Hu Ji, Zhao Fu-Ying, Huang Bin, Ran Jing, Chen Mei-Yuan, Liu Hai-Lin, Deng You-Song, Zhao Xia, Han Xiao-Fan
Department of General Surgery, The First People's Hospital of Chongqing Liang Jiang New Area, Chongqing, China.
Department of Medical Laboratory, The First People's Hospital of Chongqing Liang Jiang New Area, Chongqing, China.
Front Genet. 2021 Jan 13;11:614160. doi: 10.3389/fgene.2020.614160. eCollection 2020.
To develop and validate a CpG-based classifier for preoperative discrimination of early and advanced-late stage colorectal cancer (CRC).
We identified an epigenetic signature based on methylation status of multiple CpG sites (CpGs) from 372 subjects in The Cancer Genome Atlas (TCGA) CRC cohort, and an external cohort (GSE48684) with 64 subjects by LASSO regression algorithm. A classifier derived from the methylation signature was used to establish a multivariable logistic regression model to predict the advanced-late stage of CRC. A nomogram was further developed by incorporating the classifier and some independent clinical risk factors, and its performance was evaluated by discrimination and calibration analysis. The prognostic value of the classifier was determined by survival analysis. Furthermore, the diagnostic performance of several CpGs in the methylation signature was evaluated.

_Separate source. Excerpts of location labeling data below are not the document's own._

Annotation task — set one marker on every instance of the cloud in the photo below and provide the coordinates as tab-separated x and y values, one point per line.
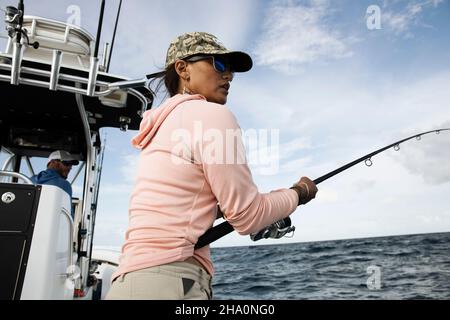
401	23
296	35
429	157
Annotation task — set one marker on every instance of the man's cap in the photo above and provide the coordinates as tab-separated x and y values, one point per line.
63	156
203	43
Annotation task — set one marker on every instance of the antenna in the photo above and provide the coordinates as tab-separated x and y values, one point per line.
114	36
99	29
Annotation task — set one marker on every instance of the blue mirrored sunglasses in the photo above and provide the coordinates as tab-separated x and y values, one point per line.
220	64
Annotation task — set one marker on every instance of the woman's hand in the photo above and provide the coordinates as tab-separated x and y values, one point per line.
306	190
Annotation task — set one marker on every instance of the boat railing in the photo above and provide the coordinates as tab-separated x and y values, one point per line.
51	79
16	175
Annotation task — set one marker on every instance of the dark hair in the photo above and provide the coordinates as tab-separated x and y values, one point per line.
170	79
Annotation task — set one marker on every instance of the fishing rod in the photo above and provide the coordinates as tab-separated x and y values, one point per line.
283	227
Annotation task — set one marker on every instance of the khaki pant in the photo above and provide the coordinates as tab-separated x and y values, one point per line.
172	281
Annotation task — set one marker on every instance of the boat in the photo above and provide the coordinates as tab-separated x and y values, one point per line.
57	94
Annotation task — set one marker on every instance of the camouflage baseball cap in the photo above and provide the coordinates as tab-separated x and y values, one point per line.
195	43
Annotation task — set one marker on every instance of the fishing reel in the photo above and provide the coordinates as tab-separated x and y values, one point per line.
14	21
276	230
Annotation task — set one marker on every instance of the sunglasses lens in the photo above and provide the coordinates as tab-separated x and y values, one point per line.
220	64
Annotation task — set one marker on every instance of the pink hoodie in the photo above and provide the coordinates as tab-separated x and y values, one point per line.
180	180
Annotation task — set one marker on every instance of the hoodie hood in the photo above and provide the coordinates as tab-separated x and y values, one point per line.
45	176
152	119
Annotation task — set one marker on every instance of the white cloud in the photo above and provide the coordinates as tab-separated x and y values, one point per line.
401	23
295	35
428	158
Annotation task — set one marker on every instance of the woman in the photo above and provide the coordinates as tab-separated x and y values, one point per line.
186	168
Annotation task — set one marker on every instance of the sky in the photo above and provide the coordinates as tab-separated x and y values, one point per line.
332	81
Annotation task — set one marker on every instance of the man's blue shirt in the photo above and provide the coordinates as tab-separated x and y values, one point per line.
52	177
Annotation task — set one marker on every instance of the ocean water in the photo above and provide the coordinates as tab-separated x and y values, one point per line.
397	267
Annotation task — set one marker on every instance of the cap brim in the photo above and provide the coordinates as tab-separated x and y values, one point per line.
240	61
72	162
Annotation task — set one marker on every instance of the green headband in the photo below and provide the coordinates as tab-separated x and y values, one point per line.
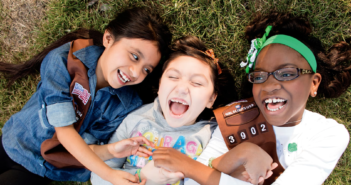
258	44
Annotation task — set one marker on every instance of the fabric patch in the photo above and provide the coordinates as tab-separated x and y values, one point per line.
292	147
82	93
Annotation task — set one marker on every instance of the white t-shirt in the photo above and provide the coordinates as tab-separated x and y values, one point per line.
320	143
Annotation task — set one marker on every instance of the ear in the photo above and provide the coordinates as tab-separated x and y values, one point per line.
212	100
107	39
316	80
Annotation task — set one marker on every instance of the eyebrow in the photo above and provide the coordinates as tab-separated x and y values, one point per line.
192	76
139	52
279	67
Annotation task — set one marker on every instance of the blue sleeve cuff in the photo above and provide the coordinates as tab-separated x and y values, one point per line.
61	114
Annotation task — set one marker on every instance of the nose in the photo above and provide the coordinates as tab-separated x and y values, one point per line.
182	88
136	72
271	84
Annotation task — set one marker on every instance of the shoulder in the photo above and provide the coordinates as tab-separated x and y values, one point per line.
141	112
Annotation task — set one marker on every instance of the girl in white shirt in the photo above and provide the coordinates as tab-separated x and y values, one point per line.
286	66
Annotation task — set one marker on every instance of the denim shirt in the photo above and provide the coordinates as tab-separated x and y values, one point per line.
51	106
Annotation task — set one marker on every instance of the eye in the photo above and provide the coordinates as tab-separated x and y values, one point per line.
135	57
148	71
258	78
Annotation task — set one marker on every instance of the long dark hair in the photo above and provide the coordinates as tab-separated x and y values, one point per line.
131	23
334	65
224	85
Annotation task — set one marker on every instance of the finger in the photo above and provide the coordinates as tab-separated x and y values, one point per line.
142	140
261	179
143	182
130	177
144	150
269	174
172	175
274	165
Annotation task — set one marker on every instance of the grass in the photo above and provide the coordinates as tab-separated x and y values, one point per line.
220	24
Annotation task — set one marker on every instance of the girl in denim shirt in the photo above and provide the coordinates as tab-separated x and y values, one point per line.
133	45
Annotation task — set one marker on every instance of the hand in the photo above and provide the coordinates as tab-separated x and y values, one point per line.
129	147
246	177
257	163
117	177
155	175
172	160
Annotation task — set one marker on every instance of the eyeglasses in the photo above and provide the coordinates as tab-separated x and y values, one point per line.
284	74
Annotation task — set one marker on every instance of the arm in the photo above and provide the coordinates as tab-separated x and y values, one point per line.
72	141
198	169
246	157
123	148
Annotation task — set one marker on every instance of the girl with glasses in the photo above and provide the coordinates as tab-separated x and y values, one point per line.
286	65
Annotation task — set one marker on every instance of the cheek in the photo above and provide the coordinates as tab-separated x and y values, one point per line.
255	90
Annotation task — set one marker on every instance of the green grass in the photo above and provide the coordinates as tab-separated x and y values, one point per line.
219	23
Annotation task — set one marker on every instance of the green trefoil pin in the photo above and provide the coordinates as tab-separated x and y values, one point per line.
292	147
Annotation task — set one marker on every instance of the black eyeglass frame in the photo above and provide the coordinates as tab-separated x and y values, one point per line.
299	70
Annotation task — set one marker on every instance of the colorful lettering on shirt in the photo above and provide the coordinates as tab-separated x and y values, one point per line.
149	136
167	141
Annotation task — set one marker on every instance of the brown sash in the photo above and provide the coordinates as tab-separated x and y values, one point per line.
242	121
51	149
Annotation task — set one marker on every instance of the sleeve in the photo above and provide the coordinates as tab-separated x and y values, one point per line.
116	163
55	89
215	148
317	161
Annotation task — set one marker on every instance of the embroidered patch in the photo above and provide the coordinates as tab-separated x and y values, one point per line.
292	147
243	135
231	139
82	93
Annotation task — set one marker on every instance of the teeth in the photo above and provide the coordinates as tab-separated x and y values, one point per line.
273	110
274	100
123	77
176	101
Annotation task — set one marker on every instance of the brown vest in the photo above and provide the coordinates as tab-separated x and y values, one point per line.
51	149
242	121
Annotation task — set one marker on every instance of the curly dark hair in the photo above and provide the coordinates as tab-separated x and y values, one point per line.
224	84
334	64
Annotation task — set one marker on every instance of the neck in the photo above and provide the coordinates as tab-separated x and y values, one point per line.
100	79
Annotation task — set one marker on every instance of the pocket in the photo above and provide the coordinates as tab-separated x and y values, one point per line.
42	118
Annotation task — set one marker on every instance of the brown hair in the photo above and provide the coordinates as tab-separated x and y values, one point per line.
194	47
131	23
333	65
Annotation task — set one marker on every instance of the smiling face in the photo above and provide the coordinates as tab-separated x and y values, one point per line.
186	88
290	97
126	61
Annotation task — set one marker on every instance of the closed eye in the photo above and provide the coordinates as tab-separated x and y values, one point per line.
173	77
148	71
135	57
196	84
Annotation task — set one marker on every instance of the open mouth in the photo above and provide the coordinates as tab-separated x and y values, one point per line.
178	107
123	77
274	104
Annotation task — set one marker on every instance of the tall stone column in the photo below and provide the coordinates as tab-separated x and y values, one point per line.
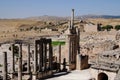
72	18
13	60
45	56
35	58
40	57
28	59
60	55
5	66
20	62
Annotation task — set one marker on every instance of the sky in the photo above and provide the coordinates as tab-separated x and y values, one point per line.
31	8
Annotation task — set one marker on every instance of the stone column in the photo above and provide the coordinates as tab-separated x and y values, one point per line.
13	60
50	55
35	58
20	62
60	55
69	49
72	18
5	66
45	56
28	59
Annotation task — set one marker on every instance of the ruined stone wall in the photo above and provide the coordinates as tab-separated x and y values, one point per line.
95	73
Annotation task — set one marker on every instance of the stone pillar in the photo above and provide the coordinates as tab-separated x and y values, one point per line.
13	60
28	59
41	56
35	58
72	18
5	66
60	55
69	51
45	56
20	62
50	55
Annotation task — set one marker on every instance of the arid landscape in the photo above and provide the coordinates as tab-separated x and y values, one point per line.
59	40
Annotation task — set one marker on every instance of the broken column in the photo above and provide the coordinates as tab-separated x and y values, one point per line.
72	19
5	66
60	55
28	59
20	62
13	60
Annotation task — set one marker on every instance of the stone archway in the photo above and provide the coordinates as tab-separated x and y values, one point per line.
102	76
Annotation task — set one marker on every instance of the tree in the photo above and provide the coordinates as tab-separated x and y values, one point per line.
117	27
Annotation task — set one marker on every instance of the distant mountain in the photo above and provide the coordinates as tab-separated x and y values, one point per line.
99	16
48	18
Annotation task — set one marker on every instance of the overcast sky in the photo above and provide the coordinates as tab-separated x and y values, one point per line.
28	8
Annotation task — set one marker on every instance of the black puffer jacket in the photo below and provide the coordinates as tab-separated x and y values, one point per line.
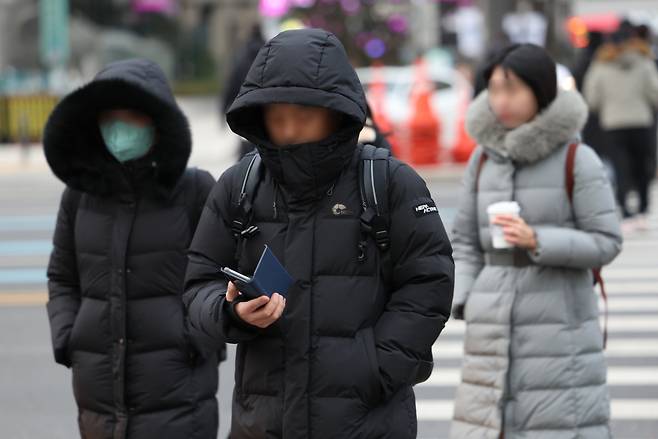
116	272
353	340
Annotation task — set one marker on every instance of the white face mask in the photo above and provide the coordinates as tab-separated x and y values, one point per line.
126	141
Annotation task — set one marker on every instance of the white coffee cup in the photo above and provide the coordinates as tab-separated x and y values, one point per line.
501	208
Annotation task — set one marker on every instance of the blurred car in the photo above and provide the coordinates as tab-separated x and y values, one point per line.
450	87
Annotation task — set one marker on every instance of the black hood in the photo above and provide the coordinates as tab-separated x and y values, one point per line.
75	149
304	67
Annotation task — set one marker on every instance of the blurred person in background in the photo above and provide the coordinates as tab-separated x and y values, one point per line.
622	87
533	353
644	33
115	276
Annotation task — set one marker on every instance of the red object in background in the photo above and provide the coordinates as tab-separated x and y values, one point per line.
464	144
424	124
579	26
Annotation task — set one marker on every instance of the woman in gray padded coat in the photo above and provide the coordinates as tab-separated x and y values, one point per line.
533	354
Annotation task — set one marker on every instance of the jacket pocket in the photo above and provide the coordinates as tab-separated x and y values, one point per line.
374	393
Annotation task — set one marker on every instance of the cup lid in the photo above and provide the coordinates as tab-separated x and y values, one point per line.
504	207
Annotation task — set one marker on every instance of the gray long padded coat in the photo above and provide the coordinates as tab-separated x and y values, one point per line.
533	361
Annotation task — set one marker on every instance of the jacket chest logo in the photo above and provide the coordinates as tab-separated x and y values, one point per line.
425	209
340	210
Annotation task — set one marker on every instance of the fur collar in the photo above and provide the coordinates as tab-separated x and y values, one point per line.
559	123
75	149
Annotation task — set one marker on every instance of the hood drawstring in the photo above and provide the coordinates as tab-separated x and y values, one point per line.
274	198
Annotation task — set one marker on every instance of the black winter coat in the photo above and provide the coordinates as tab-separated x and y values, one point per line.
117	269
355	336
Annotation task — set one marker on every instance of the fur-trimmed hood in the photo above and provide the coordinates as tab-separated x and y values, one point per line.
558	124
75	149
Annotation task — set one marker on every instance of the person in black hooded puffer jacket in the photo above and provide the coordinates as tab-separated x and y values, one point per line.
337	358
115	277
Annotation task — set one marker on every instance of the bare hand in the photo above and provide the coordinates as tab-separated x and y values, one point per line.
517	232
261	311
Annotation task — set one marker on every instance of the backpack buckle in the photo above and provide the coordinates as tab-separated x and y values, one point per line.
249	232
237	227
382	239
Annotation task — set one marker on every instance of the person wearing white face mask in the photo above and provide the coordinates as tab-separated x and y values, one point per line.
115	277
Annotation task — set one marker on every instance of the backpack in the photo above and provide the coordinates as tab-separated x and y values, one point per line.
374	181
569	179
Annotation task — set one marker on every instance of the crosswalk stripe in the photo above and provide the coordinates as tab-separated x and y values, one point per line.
23	299
617	376
615	303
621	409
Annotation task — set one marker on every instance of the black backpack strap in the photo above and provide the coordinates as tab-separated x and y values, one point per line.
374	182
250	174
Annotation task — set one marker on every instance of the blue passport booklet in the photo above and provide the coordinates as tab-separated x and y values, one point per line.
270	277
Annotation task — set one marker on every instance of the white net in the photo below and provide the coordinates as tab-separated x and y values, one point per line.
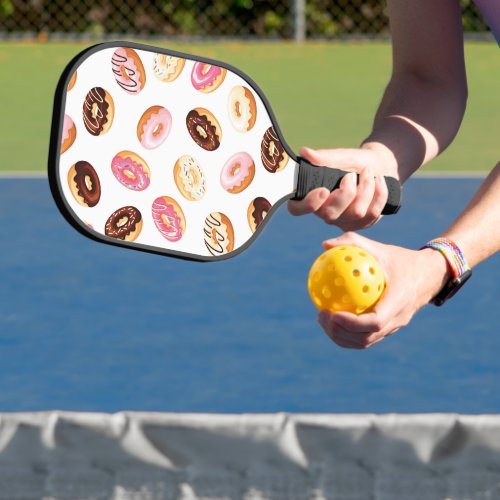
155	456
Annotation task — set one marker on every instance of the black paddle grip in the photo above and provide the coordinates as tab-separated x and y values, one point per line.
311	177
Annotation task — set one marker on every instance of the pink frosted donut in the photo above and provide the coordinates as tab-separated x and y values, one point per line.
206	77
237	173
154	126
69	133
168	218
128	70
131	170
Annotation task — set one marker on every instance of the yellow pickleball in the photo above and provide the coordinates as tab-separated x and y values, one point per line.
346	278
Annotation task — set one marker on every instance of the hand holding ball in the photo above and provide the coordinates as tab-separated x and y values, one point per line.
346	278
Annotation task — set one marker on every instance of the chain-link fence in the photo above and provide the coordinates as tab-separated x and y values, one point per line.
202	18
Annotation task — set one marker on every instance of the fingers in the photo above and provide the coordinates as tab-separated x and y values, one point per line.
310	204
347	331
335	205
357	203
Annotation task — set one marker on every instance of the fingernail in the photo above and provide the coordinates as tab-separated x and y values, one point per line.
324	194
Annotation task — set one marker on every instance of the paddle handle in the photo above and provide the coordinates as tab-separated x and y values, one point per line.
311	177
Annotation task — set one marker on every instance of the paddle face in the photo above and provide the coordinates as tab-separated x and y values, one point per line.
164	152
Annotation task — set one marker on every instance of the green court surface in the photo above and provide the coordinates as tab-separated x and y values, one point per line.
323	94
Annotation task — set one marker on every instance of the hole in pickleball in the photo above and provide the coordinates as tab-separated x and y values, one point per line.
317	300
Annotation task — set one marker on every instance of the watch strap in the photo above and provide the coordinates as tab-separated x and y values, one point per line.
458	265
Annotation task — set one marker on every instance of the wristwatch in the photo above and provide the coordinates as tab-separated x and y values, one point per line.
459	267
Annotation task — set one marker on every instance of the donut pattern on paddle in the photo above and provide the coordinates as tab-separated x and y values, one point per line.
169	152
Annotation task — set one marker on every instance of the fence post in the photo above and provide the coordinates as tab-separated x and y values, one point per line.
299	20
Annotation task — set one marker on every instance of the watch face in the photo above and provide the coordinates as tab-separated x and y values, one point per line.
451	288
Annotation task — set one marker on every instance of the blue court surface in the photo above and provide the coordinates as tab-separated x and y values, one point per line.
91	327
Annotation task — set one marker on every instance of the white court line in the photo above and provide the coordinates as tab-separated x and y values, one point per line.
23	175
454	174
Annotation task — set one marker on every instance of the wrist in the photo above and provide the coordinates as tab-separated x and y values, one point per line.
437	272
457	265
387	160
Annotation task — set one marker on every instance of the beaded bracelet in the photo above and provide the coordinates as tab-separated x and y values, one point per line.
460	269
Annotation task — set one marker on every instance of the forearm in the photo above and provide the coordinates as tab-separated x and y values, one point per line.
477	230
416	121
424	103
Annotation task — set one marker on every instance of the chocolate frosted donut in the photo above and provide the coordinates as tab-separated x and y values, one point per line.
204	128
98	111
124	224
272	152
84	184
257	211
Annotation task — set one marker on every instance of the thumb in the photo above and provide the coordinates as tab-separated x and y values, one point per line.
349	238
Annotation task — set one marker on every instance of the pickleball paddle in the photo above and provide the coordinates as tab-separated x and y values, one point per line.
171	153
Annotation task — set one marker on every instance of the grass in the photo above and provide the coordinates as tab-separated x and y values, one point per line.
323	94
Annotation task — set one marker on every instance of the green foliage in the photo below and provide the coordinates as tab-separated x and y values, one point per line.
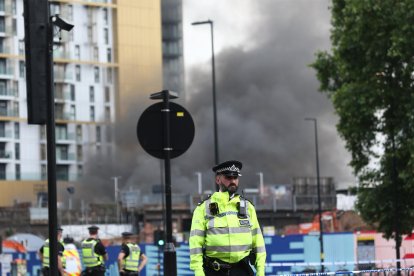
369	77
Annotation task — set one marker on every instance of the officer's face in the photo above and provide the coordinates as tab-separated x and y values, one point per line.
227	183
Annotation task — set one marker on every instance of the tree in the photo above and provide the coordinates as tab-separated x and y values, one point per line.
369	77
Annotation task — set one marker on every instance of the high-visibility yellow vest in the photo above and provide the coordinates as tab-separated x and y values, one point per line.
132	261
73	265
89	257
219	231
46	255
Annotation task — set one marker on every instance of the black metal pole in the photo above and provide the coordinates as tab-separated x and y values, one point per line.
315	123
318	183
170	265
213	73
216	146
51	156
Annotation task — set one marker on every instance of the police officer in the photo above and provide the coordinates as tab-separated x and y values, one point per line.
44	253
225	233
130	260
94	254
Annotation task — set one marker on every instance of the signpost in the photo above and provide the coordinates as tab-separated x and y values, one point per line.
166	130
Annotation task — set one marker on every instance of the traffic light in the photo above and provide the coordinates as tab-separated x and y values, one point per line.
36	26
159	237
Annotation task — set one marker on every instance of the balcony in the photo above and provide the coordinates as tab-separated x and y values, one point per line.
68	137
6	134
65	157
5	154
66	116
7	72
8	92
9	112
60	76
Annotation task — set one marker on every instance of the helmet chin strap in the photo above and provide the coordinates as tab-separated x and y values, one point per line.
223	188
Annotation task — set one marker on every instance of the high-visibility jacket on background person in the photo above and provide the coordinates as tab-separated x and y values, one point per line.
89	257
220	232
132	261
73	266
46	254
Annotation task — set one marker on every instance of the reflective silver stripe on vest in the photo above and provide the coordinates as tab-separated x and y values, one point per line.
196	232
231	248
260	249
208	214
226	230
256	231
196	251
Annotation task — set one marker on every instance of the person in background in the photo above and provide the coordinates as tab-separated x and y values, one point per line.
94	254
73	265
130	260
44	254
225	235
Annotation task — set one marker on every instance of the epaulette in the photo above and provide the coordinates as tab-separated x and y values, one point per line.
203	200
242	196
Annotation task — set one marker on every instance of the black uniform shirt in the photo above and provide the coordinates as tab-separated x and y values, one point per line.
125	250
99	247
61	248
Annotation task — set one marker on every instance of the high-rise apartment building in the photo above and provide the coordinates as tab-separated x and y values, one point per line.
113	52
172	46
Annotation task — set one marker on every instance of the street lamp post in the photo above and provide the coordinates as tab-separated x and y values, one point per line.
116	190
216	148
315	123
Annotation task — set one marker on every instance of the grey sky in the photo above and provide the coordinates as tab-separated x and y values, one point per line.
265	89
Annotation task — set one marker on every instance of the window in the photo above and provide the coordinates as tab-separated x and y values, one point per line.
42	132
2	129
18	174
79	133
21	69
72	112
77	73
43	152
43	170
109	74
91	94
90	33
2	25
98	134
21	47
79	153
92	113
106	36
62	153
3	67
3	87
80	170
107	94
16	130
54	8
62	172
61	132
77	52
95	53
3	108
2	171
96	73
17	151
109	54
105	15
107	113
72	92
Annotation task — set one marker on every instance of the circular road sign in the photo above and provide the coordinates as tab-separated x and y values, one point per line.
150	130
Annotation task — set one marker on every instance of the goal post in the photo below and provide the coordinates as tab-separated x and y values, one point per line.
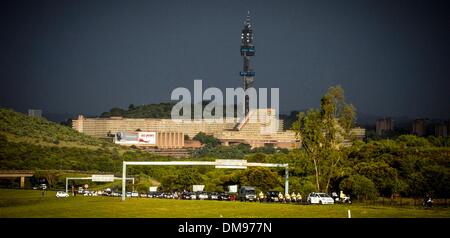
230	164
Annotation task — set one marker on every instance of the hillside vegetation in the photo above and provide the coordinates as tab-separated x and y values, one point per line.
18	127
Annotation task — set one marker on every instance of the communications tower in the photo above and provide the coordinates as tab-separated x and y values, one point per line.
247	51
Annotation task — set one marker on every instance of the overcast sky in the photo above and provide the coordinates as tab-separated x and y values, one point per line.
391	57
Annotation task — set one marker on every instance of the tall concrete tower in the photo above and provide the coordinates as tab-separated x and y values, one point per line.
247	51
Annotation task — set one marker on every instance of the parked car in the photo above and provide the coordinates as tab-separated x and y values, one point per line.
319	198
61	194
214	196
224	197
185	195
202	196
247	193
143	195
272	196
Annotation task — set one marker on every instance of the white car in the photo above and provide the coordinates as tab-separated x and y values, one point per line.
61	194
319	198
202	196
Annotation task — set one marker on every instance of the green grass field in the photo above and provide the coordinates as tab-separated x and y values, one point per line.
28	203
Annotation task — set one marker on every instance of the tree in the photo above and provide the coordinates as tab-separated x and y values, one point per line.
322	132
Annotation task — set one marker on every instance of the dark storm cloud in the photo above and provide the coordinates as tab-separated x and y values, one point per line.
391	57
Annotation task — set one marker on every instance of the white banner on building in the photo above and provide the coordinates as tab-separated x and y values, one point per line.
136	138
153	188
102	178
231	164
232	188
198	188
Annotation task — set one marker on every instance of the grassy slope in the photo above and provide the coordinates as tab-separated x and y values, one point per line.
28	203
18	127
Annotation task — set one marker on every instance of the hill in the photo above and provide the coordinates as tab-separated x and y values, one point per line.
18	127
160	110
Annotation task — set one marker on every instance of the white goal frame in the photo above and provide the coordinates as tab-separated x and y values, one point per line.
232	164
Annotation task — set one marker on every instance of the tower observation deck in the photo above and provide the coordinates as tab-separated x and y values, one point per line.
247	51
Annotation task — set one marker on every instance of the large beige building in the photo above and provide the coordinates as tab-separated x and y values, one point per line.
259	128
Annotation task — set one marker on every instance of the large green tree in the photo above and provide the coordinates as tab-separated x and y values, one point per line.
322	132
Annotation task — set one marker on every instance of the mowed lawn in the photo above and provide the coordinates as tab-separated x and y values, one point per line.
28	203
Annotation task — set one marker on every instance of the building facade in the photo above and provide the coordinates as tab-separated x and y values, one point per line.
384	125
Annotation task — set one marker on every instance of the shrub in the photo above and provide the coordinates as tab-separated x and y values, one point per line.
359	187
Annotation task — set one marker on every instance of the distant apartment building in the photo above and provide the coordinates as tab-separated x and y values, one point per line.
34	113
419	127
358	133
384	125
441	130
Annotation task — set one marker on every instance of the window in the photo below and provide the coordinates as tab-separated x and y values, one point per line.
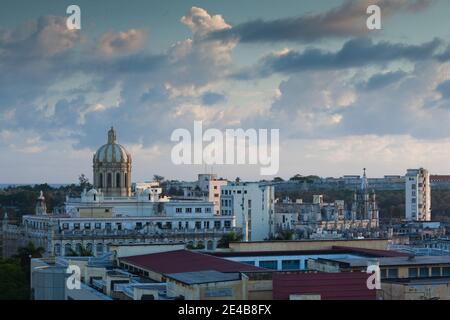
435	272
446	271
290	264
412	272
268	264
392	273
424	272
109	180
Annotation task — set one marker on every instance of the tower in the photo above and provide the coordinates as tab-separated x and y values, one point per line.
364	205
112	168
41	207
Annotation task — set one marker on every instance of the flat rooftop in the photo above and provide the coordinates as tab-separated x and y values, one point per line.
180	261
207	276
395	261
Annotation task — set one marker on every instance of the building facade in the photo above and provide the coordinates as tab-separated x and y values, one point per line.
417	195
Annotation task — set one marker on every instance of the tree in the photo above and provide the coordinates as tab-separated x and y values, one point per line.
224	242
84	182
13	280
24	254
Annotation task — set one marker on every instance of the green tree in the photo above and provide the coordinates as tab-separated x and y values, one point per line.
24	255
224	242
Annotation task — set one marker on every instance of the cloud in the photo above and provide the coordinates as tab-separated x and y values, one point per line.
122	43
201	22
45	37
382	80
345	21
360	52
211	98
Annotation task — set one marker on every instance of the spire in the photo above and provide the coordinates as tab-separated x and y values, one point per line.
364	182
112	135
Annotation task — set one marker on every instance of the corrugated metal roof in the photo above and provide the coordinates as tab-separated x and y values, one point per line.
185	261
330	286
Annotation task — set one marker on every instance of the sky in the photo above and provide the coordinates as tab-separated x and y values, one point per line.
343	97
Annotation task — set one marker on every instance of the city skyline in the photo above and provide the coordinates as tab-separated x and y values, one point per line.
309	68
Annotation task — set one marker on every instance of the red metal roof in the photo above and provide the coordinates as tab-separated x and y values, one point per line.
330	286
186	261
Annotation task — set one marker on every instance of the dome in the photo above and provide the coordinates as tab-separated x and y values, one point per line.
112	152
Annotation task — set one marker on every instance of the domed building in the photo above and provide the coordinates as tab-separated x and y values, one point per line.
112	168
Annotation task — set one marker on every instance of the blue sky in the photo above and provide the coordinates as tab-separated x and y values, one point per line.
343	97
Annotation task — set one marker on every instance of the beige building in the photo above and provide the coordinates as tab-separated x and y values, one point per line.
112	168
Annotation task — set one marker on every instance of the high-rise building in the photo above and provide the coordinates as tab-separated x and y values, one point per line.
252	205
417	195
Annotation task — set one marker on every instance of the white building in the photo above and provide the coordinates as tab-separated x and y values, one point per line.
110	214
417	195
252	205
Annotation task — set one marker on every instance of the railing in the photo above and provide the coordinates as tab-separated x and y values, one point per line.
418	251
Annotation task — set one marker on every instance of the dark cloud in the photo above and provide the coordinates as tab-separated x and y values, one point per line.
212	98
361	52
382	80
348	20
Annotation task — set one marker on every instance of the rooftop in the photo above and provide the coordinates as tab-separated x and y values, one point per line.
395	261
180	261
203	277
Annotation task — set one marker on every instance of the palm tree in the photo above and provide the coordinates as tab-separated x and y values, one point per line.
24	254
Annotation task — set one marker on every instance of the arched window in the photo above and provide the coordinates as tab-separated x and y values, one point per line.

The eight-CpG-based methylation signature discriminated early stage from advanced-late stage CRC, with a satisfactory AUC of more than 0.700 in both the training and validation sets. This methylation classifier was identified as an independent predictor for CRC staging. The nomogram showed favorable predictive power for preoperative staging, and the C-index reached 0.817 (95% CI: 0.753-0.881) and 0.817 (95% CI: 0.721-0.913) in another training set and validation set respectively, with good calibration. The patients stratified in the high-risk group by the methylation classifier had significantly worse survival outcome than those in the low-risk group. Combination diagnosis utilizing only four of the eight specific CpGs performed well, even in CRC patients with low CEA level or at early stage.
Our classifier is a valuable predictive indicator that can supplement established methods for more accurate preoperative staging and also provides prognostic information for CRC patients. Besides, the combination of multiple CpGs has a high value in the diagnosis of CRC.
开发并验证一种基于CpG的分类器,用于术前鉴别早期和晚期结直肠癌(CRC)。
我们基于来自癌症基因组图谱(TCGA)CRC队列中372名受试者以及一个包含64名受试者的外部队列(GSE48684)中多个CpG位点(CpGs)的甲基化状态,通过LASSO回归算法确定了一种表观遗传特征。从甲基化特征衍生出的分类器用于建立多变量逻辑回归模型,以预测CRC的晚期阶段。通过纳入该分类器和一些独立的临床风险因素进一步构建列线图,并通过判别分析和校准分析评估其性能。通过生存分析确定该分类器的预后价值。此外,还评估了甲基化特征中几个CpGs的诊断性能。
基于八个CpG的甲基化特征能够区分早期和晚期CRC,在训练集和验证集中的曲线下面积(AUC)均超过0.700,令人满意。该甲基化分类器被确定为CRC分期的独立预测指标。列线图对术前分期显示出良好的预测能力,在另一个训练集和验证集中的C指数分别达到0.817(95%可信区间:0.753 - 0.881)和0.817(95%可信区间:0.721 - 0.913),校准良好。通过甲基化分类器分层为高风险组的患者生存结局明显比低风险组差。即使在癌胚抗原(CEA)水平低或处于早期的CRC患者中,仅利用八个特定CpGs中的四个进行联合诊断也表现良好。
我们的分类器是一个有价值的预测指标,可补充现有方法以实现更准确的术前分期,同时也为CRC患者提供预后信息。此外,多个CpGs的联合在CRC诊断中具有很高的价值。